Ainda agora fomos ao Zambujal, e a Pilar quis passar por Fátima, onde não ia há
muitos anos. E lá estavam as mesmas pessoas de joelhos, pagando alguma promessa.
É completamente absurdo que uma Igreja - Cónegos, Bispos, Cardeais, papa -
permita que alguém se arraste de joelhos para pagar uma promessa. A primeira
coisa que Cristo faria, com certeza, seria levantar aquelas pessoas do chão.
Exp.- Se a religião rouba a dignidade à pessoa humana, o que
é que lhe pode restituir dignidade? O comunismo é uma forma de restituição da
dignidade à pessoa humana?
J.S.- Podia ser.
Exp.- Ou podia ter sido?
J.S.- Podia ter sido, não foi.
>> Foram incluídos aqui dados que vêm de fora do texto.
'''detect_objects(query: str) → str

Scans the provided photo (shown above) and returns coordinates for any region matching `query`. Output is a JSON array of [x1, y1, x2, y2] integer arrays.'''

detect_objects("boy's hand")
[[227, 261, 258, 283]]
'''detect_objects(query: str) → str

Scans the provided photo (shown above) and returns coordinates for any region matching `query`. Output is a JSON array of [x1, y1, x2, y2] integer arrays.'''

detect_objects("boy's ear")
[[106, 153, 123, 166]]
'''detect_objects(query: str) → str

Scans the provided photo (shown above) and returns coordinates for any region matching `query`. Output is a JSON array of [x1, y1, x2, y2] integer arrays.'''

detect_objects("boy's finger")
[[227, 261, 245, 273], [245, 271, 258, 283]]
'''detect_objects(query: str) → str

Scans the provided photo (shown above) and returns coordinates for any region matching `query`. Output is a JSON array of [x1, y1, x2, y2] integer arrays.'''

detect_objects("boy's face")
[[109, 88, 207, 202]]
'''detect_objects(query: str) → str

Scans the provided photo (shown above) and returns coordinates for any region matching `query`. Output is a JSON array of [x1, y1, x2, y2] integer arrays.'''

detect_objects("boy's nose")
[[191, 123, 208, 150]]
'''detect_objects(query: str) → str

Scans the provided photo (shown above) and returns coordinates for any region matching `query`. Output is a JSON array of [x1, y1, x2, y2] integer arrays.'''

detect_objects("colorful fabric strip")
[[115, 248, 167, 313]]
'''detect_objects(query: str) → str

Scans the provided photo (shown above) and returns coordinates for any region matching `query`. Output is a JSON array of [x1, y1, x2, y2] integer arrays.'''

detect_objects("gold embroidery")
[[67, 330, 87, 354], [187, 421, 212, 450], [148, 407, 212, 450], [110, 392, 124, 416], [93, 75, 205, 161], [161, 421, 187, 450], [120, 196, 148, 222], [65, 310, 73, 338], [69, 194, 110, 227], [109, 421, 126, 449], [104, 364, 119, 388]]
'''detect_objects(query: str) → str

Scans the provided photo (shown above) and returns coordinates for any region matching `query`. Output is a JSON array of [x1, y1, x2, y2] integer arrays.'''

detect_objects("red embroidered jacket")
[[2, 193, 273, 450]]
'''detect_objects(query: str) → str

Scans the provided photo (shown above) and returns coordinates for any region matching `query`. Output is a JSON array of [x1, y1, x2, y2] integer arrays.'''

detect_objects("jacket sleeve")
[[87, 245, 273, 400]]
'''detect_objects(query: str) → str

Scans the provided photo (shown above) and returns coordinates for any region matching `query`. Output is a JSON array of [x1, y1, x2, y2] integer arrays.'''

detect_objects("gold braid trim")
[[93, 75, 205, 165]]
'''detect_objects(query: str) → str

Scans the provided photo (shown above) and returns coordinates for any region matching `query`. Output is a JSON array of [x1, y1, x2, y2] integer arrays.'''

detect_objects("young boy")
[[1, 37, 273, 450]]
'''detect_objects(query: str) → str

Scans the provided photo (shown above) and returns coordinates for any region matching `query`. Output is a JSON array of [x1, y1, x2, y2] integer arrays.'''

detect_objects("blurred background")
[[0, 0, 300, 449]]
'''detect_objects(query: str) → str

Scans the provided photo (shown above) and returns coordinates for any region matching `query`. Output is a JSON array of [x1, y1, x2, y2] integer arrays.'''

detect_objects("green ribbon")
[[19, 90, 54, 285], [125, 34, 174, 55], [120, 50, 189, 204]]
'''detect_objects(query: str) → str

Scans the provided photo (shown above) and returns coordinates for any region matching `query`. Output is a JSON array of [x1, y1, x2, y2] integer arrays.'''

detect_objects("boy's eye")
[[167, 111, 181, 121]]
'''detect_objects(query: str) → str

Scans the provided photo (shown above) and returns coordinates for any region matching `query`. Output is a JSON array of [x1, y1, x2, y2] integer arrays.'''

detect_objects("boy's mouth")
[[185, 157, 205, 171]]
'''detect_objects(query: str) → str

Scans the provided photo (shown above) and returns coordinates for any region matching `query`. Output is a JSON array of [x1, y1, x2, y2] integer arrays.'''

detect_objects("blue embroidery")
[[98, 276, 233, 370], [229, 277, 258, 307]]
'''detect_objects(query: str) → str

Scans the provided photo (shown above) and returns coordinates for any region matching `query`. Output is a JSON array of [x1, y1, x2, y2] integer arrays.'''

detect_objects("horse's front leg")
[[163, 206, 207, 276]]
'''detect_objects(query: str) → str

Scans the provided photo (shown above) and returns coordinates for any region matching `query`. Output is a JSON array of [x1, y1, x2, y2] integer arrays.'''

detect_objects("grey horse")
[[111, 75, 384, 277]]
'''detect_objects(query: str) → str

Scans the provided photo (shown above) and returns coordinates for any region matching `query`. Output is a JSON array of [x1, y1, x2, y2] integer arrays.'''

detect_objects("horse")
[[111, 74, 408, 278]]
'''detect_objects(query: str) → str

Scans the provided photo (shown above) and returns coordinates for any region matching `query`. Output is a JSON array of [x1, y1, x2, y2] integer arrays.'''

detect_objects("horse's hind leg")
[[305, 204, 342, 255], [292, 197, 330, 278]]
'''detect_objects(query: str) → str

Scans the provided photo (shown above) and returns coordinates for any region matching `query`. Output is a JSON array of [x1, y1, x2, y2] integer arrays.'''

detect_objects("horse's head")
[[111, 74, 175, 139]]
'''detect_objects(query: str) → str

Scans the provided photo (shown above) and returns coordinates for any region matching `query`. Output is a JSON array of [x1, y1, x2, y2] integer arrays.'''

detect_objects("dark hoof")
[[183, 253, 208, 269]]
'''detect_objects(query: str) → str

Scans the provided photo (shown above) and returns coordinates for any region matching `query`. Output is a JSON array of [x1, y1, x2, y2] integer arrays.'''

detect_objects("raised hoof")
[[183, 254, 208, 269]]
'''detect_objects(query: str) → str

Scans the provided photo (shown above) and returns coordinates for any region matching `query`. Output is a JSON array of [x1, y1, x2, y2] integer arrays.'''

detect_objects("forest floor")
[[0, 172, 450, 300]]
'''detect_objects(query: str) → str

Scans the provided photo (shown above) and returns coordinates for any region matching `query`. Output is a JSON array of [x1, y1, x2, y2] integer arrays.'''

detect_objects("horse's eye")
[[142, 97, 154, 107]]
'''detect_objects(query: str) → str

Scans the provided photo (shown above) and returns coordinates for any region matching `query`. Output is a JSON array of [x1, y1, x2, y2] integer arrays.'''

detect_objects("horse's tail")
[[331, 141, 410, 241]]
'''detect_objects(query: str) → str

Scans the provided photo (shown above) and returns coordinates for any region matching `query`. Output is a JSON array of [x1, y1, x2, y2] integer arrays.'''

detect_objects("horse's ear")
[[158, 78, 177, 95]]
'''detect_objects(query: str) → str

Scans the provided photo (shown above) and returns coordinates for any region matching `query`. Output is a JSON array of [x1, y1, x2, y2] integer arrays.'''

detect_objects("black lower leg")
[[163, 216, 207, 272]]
E a prova é que o homem novo
que nos foi anunciado não se encontrou facilmente. Esse homem novo não nasceu e
provavelmente não nasceria. Não é possível transformar o ser humano.
Exp.- Para ti foi uma desilusão?
J.S.- Posso chamar-lhe uma desilusão, que mostra até que
ponto a minha _e a de muita gente_ ingenuidade.
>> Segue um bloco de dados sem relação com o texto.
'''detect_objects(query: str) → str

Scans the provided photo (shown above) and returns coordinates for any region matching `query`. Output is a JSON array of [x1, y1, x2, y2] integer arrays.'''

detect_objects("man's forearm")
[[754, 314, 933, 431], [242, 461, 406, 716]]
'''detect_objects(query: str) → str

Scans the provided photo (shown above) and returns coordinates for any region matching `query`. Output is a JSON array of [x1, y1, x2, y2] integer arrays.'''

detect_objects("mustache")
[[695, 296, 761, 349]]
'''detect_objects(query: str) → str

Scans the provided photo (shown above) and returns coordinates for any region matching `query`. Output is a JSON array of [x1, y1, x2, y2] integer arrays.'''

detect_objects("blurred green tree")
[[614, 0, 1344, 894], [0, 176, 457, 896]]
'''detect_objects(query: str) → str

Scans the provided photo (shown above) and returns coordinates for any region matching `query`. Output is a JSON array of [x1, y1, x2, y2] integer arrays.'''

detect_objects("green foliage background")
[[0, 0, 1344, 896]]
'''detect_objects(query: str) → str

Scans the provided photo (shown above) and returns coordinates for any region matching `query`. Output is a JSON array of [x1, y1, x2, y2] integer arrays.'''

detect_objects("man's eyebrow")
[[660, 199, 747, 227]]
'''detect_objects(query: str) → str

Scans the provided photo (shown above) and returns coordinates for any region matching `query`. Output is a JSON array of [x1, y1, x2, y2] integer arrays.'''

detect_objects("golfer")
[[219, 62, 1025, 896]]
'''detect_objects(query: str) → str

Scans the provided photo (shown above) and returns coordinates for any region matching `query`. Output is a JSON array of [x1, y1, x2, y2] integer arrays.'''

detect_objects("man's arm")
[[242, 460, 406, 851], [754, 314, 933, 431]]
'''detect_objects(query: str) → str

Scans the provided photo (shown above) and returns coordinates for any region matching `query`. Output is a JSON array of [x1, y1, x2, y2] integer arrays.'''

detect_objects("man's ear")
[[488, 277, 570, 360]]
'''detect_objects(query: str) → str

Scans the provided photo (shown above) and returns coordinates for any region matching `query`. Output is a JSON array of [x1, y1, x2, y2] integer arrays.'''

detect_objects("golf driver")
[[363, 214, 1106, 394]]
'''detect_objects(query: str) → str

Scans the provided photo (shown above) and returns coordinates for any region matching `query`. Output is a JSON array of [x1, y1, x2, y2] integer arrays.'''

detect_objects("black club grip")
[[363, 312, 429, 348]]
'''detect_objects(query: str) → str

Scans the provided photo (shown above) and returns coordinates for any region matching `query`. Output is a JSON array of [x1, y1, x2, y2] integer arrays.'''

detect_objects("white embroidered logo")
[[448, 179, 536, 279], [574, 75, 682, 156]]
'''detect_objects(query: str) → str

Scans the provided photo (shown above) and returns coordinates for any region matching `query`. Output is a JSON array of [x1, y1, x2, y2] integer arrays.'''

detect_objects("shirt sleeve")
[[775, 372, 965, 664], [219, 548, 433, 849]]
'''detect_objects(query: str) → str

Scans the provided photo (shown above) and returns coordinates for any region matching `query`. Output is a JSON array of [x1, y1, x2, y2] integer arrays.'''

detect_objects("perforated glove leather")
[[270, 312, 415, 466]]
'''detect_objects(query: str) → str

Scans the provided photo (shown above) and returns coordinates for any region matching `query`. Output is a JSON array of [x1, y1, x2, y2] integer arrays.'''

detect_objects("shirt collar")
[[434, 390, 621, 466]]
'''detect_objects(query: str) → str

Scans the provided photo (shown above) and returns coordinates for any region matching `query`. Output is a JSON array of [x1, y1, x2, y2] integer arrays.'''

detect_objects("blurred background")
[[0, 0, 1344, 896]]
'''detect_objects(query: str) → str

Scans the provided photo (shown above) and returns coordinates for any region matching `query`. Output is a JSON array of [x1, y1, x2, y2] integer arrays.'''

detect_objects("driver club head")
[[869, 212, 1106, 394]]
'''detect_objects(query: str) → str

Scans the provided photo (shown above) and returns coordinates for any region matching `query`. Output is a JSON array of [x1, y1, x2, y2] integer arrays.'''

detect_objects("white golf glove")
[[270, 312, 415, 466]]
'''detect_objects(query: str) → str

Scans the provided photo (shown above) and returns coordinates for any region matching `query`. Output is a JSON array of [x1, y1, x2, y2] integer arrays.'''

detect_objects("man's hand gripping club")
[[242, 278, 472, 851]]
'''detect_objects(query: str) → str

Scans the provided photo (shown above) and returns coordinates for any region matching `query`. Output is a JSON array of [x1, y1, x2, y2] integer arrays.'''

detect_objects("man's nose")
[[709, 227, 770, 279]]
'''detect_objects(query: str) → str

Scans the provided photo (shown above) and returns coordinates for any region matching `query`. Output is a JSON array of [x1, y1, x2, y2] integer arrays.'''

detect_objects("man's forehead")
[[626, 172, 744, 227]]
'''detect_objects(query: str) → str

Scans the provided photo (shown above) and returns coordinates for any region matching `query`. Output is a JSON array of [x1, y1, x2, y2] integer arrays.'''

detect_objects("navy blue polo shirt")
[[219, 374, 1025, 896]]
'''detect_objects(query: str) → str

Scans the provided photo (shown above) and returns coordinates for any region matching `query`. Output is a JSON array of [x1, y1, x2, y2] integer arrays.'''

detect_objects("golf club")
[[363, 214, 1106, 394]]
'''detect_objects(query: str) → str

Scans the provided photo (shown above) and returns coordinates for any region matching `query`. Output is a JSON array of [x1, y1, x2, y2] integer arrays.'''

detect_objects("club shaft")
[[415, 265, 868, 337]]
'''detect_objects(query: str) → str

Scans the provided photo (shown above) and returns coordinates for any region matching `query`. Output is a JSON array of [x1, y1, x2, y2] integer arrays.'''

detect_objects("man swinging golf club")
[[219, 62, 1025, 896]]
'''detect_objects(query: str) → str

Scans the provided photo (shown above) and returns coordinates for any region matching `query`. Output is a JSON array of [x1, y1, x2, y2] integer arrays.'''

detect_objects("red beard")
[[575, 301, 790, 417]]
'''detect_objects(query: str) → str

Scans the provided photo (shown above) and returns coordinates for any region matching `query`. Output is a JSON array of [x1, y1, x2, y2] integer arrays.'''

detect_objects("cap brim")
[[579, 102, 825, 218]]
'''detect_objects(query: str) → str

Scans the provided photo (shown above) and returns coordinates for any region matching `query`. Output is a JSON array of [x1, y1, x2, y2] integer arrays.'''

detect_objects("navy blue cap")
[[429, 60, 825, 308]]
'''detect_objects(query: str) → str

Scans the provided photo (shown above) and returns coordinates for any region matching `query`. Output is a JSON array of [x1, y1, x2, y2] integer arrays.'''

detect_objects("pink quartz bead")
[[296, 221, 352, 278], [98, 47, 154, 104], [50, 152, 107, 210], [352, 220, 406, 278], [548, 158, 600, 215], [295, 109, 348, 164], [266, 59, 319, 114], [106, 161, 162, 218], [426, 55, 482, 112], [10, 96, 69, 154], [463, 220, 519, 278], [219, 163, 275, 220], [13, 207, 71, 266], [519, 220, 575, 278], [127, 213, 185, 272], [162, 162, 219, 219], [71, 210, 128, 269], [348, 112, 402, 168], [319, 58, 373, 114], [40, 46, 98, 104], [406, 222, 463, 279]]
O homem não pode viver fora de uma sociedade, e, contudo, tudo o que
fazemos tende a destruir a relação interna da sociedade. Queremos a sociedade
como uma abstracção que funcione e que facilite a nossa vida, considerando
todos os outros como adversários, inimigos ou competidores.
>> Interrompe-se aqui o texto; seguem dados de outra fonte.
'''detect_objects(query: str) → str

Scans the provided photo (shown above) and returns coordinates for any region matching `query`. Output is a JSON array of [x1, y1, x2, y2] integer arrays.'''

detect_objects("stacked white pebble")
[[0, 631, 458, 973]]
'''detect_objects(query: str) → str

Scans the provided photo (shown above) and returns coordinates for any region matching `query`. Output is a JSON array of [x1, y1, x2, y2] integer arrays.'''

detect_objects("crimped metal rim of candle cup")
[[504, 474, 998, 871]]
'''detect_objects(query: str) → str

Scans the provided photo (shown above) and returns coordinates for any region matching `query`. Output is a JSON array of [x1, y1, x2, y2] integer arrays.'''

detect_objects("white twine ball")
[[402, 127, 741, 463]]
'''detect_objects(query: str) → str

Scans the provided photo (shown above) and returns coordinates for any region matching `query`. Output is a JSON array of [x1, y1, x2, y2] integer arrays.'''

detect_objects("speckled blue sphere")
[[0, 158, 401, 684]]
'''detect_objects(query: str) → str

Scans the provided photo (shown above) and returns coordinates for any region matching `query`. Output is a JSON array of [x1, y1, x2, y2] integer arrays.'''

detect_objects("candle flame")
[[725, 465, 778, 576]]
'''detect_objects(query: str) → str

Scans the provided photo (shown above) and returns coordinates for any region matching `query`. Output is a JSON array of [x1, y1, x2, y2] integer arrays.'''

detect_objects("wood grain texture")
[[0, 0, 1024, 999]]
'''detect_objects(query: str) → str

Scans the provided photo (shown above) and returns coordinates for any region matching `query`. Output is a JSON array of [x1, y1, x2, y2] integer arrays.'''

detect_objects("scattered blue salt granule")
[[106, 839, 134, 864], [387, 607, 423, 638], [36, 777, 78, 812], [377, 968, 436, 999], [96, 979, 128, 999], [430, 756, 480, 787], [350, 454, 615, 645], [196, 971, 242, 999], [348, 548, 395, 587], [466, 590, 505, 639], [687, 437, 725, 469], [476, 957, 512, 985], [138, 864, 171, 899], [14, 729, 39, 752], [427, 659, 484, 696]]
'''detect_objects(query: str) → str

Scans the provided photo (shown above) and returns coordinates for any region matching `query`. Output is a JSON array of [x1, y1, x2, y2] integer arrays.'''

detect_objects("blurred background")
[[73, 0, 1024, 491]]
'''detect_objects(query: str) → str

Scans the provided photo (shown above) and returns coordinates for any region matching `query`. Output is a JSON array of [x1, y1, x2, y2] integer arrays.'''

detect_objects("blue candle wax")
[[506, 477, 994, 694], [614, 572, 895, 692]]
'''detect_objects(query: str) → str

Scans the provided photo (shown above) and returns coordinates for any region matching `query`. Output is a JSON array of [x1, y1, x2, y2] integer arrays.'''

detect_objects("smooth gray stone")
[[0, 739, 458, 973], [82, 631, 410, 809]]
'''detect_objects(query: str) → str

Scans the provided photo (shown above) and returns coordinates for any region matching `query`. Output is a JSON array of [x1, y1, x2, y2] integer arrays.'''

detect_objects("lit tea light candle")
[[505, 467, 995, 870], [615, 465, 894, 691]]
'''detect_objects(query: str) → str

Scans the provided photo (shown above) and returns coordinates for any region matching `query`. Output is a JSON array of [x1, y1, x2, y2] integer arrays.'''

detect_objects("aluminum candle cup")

Exp.- Essa visão não é demasiado estreita?
J.S.- O mundo está
aí diante dos olhos.
Exp.- Mas não existe uma tensão entre a bondade intrínseca
do ser humano e a sua maldade, uma tensão que equilibra as coisas? Não há, no
mar encapelado do mundo, ilhas de serenidade, lugares de esperança?
J. S.- O ser humano não é intrinsecamente bom nem mau. O que verifico é que a bondade é mais difícil
de alcançar e de exercer. E bem e mal são conceitos demasiado amplos. É mais fácil
ser mau, mau nas suas formas menores, mau em tudo aquilo que nos afasta do outro,
do que ser bom. A sabedoria popular, que cito muitas vezes, inventou essa frase
egoísta: não faças aos outros o que não queres que te façam a ti. Toda a ética
está contida nesta frase; ela é uma regra de conduta suficiente. Claro que tudo
isto é uma utopia e o autor é um tonto.
Exp.- O livro seria o contrário de uma utopia. O que temos
nele é uma distopia.
J.S.- Cansei-me de
entregar a resolução dos problemas da humanidade a um futuro qualquer, a uma
utopia. A um futuro ao qual não chegarei. Um dia o homem será irmão do homem,
um dia, um dia... Não! Eu creio que temos de começar a pôr a questão ao
contrário.
Exp.- O facto de não
acreditares num futuro ou na esperança que ele obtenha pelo facto de a ele não
chegares também é um propósito egoísta.
J.S.- Seria bom que fosse possível, mas não acredito. Por
causa do estado actual do mundo. No fim do século XX, é obsceno que se possa morrer
de fome.
Exp.- Antes desta entrevista contaste-me que viste perto do Zambujal
pegadas de dinossauro.
J.S.- Com 175 milhões de anos.
Exp.- ora bem, a passagem do homem sobre a terra _e vamos falar
darwianamente e não religiosamente_ corresponde em tempo, ao piscar de olhos de
um dinossauro. Ela é menos que precária. E quando destruirmos tudo,
provavelmente nem a pegada deixaremos atrás, para o que vier depois, se vier.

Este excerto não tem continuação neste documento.